Austrian-Israeli art historian (1900–1974)

Otto Schneid (אוטו שנייד; also known as Naftali Schneid; 30 January 1900 – 12 May 1974) was an Austrian-Israeli art historian, writer and artist. He was based in Europe and later in Israel and North America.

==Biography==
Schneid was born on 30 January 1900 in Jablunkov, Austria-Hungary. He received his PhD from the University of Vienna. He was among the early researchers studying the field of Jewish art in Europe during the interwar period, and had completed a manuscript titled Der Jude und die Kunst ("The Jew in the Arts"). Schneid later worked as a professor in Israel and then later in North America. His archives are maintained by the National Library of Israel, and the University of Toronto.

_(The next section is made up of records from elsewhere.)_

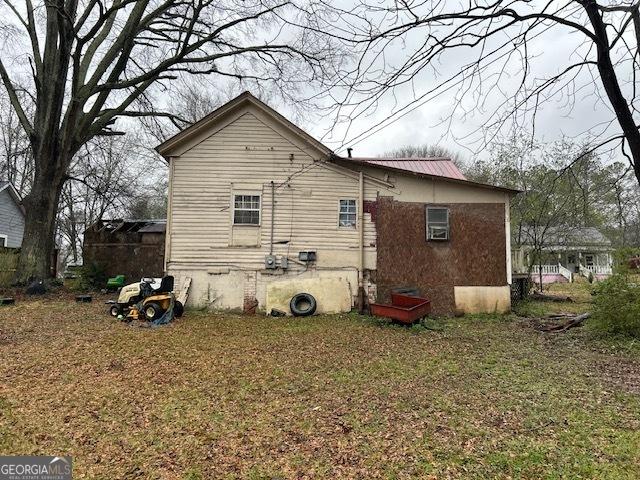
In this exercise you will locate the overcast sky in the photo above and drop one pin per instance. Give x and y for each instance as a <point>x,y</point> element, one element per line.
<point>549,53</point>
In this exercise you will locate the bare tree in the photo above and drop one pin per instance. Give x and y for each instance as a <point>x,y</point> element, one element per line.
<point>92,62</point>
<point>16,162</point>
<point>400,40</point>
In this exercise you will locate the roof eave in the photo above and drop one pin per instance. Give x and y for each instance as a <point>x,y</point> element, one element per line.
<point>352,161</point>
<point>183,136</point>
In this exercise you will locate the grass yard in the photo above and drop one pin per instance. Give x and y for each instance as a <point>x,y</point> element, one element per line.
<point>327,397</point>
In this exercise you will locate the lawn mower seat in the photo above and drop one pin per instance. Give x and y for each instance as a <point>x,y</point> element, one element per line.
<point>166,285</point>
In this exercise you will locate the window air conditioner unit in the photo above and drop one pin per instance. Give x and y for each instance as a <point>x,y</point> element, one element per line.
<point>438,233</point>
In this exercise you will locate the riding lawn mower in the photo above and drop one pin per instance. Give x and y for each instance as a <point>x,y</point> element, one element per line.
<point>143,301</point>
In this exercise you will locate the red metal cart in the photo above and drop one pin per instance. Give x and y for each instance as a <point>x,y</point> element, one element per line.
<point>403,308</point>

Otto Schneid was married to the writer Miriam Schneid (1923–2012). He died on 12 May 1974 in Toronto, Canada.

==Select publications==
- Schneid, O. (1934). Das chinesische Vordergrundbild: Tier- und Pflanzenmalerei Ostasiens. Vienna: Rohrer.
- Schneid, O. (1939). "Yiddishe Kunst in Poyln", Yidisher gezelshaftlekher lexikon Vol. 1. pp. 334–358.
- Schneid, O. (1946). Tziyurei bet-ha-knesset b'dura-iropas: Yetzirah yehudit atika u'mekomah b'toldot ha-umnot [Paintings of the synagogue in Dora-Europos: An ancient Jewish work and its place in the history of art]. Tel Aviv: Gazit.
- Schneid, O. (1947). Ha-tanakh b'tmunot Rembrandt [The Hebrew Bible in the paintings of Rembrandt]. Tel Aviv: Yavne.
- Schneid, O. (1947). Omanut Yaṿan ha-ḳlasit. Amud.
- Schneid, O. (1970). The Man-Made Hell: A Search for Rescue. Toronto: Source Books.
- Schneid, O. (1971). The Book of Ruth with twelve Facsimile Plates after Original Drawings. Toronto: Source Books.
- Schneid, O. (1976). Birkat tehom [Blessing of the depths]. Tel Aviv: Traklin.